Delighted to hear you’ve just about got the checkered flag! Will you be putting it out in Kindle and other e-book formats too?


#7

I’ve suggested:


#8

Here’s that George Sarris video Alex mentioned, embedded for convenience:


#9

Cindy Skillman asked:

My understanding, Cindy, is that Wipf and Stock will be putting out a kindle version of the book several months from now. Although the exact number of months now seems to escape me, my best recollection would be something like four to six months.

-Tom


#10

Alex Smith wrote:

These are all very good ideas, Alex. But offhand, I’m not sure what is, and is not, legally permissible in this regard. It’s possible that Robin Parry would have a better understanding of this matter than I do.

Thanks for the suggestions.

-Tom


#11

Audible only sponsors recordings of books that are in the public domain (not copyrighted), hence we have all GMac’s books (or nearly), but none of CS Lewis’ books. So, if Tom wanted inescapable to be recorded, that would be something he and his publisher would need to talk about and make happen. Sometimes the author reads his own book; sometimes a professional reader might be hired, or of course it’d be possible to have a competent friend/acquaintance volunteer to read it.
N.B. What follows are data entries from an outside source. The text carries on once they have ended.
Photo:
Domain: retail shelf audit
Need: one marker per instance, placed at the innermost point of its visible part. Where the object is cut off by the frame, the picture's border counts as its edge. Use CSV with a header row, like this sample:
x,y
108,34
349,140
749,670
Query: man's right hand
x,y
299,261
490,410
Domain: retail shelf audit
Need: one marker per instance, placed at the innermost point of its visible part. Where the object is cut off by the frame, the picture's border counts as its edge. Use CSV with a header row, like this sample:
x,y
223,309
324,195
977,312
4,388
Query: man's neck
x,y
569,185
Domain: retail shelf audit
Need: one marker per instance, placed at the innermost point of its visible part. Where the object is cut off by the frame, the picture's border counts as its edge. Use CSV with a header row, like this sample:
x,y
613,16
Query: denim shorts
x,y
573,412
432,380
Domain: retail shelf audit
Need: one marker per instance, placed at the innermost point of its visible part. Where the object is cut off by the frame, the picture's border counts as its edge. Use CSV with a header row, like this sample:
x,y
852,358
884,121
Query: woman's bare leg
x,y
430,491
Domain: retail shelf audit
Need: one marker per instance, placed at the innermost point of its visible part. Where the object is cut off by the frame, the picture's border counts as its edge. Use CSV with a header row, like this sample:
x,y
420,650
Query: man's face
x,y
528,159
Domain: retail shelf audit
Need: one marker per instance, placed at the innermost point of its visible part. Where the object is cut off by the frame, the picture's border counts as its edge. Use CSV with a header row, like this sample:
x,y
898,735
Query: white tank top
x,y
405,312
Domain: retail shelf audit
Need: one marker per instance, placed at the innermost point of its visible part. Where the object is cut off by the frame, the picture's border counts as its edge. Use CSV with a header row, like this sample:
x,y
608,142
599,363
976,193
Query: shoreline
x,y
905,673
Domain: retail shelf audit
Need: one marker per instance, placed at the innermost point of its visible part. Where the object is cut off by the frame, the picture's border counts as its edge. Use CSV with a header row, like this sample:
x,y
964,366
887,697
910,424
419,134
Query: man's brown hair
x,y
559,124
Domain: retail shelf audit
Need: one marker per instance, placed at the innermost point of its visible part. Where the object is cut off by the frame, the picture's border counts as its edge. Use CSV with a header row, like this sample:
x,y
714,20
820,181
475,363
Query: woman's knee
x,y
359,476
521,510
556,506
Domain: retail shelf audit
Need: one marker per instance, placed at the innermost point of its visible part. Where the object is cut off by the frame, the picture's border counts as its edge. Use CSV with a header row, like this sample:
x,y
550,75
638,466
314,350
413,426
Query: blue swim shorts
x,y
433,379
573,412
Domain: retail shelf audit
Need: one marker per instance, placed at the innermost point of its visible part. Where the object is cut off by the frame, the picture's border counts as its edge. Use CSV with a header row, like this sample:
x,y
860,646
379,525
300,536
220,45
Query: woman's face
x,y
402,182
Same with Robin’s work. If Robin and his publisher agree, they have the rights to do that but no one who doesn’t hold the copyright on a non-public domain book is permitted to release an audio recording of it, even a free one.

I think that either Toms or Robin’s books would do very well in a sound recording. Some books don’t; for example, a book with many scripture references where the verses themselves aren’t printed out. At any rate, it’s something I’d definitely love to have, but it’s up to the authors and anyone else (publishers) who have some legal right to say what happens with the book.


#12

Any chance on an e version of the book?


#13

Chris, that was my question too. Tom says yes, but it will be a couple of months. His answer is up above my last post (somewhere) :wink:


#14

I’m guessing then that the link in the OP which says it’s available in 2 weeks would be the quickest way to get the book? But what about the one that says the book is available immediately but there is no link?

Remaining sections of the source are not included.